For each neural network after training, the magnetic source parameters of the corresponding virtual point magnetic source are output. Therefore, the virtual point magnetic source with the magnetic source parameters is obtained, a magnetic model of the target magnet is obtained, and modeling of the target magnet is completed. By using the magnetic model of the target magnet, the magnetic field intensity of any position around the target magnet can be obtained according to the existing magnetic field intensity calculation method.
When it is desired to estimate the magnetic field strength of a target site specified around the target magnet, the position (coordinates) of the target site is acquired (450), and the sum of the magnetic field strengths generated at the target site by all virtual point magnetic sources representing the target magnet is calculated as an estimate of the magnetic field strength of the target site (460). The magnetic source parameters of the magnetic sources of the virtual points are obtained from the output of the neural networks trained in step 440.

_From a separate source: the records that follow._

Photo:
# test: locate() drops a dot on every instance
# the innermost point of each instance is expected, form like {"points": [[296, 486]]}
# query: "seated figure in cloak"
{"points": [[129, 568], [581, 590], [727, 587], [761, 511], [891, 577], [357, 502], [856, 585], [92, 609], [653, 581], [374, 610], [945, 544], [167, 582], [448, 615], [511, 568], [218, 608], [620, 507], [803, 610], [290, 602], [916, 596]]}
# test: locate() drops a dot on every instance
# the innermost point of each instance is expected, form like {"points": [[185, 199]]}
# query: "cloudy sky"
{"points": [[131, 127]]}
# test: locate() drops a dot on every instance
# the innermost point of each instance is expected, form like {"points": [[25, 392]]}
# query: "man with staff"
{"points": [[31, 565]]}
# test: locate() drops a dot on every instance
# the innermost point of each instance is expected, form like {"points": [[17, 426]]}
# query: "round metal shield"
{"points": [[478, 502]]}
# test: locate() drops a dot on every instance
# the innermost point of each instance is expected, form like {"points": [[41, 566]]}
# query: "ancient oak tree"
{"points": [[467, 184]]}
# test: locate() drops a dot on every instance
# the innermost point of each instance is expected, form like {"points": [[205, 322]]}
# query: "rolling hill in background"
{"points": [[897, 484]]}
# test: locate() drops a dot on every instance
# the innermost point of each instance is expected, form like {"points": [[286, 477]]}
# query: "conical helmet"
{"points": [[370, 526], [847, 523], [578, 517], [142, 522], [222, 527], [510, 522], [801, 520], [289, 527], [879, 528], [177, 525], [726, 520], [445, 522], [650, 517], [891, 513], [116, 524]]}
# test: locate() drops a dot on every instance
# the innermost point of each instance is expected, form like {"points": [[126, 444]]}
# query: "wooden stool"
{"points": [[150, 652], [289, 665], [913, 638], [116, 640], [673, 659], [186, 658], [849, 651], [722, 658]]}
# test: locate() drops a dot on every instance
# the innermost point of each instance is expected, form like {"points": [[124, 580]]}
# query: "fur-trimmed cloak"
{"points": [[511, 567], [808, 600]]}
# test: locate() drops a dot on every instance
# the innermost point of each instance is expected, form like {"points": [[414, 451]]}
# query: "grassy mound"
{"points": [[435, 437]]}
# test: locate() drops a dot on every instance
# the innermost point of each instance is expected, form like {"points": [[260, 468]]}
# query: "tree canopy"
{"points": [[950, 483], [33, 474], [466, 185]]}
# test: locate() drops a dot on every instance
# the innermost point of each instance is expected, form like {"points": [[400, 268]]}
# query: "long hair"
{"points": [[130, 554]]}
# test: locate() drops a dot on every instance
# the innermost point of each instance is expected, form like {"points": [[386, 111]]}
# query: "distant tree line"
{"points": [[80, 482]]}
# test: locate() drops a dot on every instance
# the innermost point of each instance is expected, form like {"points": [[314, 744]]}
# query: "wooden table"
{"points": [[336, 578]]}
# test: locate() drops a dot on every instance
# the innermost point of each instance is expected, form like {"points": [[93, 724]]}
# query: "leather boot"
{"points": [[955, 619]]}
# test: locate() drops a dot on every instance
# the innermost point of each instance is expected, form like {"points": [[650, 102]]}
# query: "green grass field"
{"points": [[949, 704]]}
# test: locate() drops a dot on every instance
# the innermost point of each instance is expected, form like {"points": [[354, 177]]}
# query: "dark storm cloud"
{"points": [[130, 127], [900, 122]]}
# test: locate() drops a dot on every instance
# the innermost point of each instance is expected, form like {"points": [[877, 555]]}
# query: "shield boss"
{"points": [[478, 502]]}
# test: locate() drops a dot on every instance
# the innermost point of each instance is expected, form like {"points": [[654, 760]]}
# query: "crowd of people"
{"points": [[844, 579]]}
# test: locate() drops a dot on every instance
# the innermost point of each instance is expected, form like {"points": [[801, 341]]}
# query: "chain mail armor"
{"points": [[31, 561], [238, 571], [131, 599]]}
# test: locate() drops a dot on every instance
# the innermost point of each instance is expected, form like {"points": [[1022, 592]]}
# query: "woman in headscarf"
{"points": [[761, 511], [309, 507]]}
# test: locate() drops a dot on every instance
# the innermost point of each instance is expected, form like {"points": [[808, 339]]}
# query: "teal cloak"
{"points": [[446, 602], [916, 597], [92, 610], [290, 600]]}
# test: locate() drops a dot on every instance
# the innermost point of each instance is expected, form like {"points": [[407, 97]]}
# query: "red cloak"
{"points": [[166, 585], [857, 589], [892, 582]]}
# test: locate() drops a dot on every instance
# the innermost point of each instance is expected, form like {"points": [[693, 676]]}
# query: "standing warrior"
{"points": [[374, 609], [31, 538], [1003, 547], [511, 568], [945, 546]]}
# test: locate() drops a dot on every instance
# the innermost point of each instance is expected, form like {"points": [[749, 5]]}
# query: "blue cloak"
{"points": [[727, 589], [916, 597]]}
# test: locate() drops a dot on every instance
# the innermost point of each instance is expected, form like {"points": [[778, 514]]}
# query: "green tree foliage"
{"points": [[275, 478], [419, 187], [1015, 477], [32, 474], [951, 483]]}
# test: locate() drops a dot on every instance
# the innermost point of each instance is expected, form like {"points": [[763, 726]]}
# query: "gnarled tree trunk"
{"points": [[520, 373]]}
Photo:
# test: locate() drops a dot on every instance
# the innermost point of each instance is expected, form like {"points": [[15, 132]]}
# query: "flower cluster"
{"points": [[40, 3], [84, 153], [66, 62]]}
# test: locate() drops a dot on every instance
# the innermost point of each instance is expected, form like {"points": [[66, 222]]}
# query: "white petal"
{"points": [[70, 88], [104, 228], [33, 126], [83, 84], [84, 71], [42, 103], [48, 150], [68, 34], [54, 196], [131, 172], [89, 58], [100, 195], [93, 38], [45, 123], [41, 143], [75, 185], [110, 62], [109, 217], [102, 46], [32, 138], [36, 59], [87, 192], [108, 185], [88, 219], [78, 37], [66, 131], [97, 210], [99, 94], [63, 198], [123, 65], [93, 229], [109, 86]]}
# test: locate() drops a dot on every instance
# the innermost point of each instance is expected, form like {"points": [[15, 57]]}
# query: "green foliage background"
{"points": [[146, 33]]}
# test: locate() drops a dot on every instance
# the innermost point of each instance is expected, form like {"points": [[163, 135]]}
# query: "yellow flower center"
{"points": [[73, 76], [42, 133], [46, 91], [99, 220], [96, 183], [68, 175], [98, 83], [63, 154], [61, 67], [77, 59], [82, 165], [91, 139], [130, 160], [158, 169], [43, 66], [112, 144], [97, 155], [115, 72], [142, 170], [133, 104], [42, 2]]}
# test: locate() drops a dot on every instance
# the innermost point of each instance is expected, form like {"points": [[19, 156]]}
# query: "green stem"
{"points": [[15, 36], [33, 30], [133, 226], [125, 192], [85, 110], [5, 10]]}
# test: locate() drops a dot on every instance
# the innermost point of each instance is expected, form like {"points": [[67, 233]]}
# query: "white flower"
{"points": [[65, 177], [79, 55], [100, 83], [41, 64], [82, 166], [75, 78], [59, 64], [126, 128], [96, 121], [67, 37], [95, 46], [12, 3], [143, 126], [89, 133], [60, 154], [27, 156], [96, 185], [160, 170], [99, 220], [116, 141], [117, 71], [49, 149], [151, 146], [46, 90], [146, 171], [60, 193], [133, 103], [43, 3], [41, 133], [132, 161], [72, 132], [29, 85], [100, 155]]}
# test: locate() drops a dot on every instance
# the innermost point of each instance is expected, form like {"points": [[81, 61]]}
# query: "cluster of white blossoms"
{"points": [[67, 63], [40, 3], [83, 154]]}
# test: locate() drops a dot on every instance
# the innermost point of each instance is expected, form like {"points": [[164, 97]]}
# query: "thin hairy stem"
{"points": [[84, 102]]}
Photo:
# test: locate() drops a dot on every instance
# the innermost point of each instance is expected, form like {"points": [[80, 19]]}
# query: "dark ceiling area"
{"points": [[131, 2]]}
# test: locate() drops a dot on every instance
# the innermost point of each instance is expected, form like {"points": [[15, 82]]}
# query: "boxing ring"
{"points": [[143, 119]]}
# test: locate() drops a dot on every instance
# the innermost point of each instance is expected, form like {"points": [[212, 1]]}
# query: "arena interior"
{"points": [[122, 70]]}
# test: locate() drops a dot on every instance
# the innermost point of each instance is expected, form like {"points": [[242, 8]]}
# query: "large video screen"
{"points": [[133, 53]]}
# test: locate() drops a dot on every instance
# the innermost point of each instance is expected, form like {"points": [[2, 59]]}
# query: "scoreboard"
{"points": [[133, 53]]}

FIG. 5 illustrates a schematic diagram of modeling a target magnet and estimating magnetic field strength according to an embodiment of the application.
In fig. 5, a rectangle surrounded by a dot-dash line represents a target magnet, a single virtual point magnetic source (rectangle surrounded by a dotted line) is disposed inside a space position where the target magnet is located, and a surrounding space outside the target magnet includes a plurality of measurement points (rectangle surrounded by a solid line). In the example of fig. 5, a single virtual point magnetic source has been able to effectively fit the magnetic model of the target magnet due to the fact that the measurement point is far from the target magnet.
In fig. 5, the measurement points to the right and below the target magnet are training measurement points (denoted by P1, P2 … … Pm … … Pn), and the measurement point to the left of the target magnet is a target measurement point (denoted by Pq). Thus, the training station need not be adjacent to the target station, thereby facilitating acquisition of the training sample (as the target station may be inconvenient or unreachable in position or may not be provided with a magnetometer).
In order to obtain training samples, when a target magnet exists, position coordinates of measuring points and magnetic field intensity of the measuring points are acquired at the positions of the training measuring points. Optionally, at each measurement point, the background field intensity (magnetic field intensity at the measurement point when the target magnet is not present) and the apparent field intensity (magnetic field intensity at the measurement point when the target magnet is present) are also collected, and the difference between the apparent field intensity and the local field intensity is used as the magnetic field intensity of the measurement point in the training sample.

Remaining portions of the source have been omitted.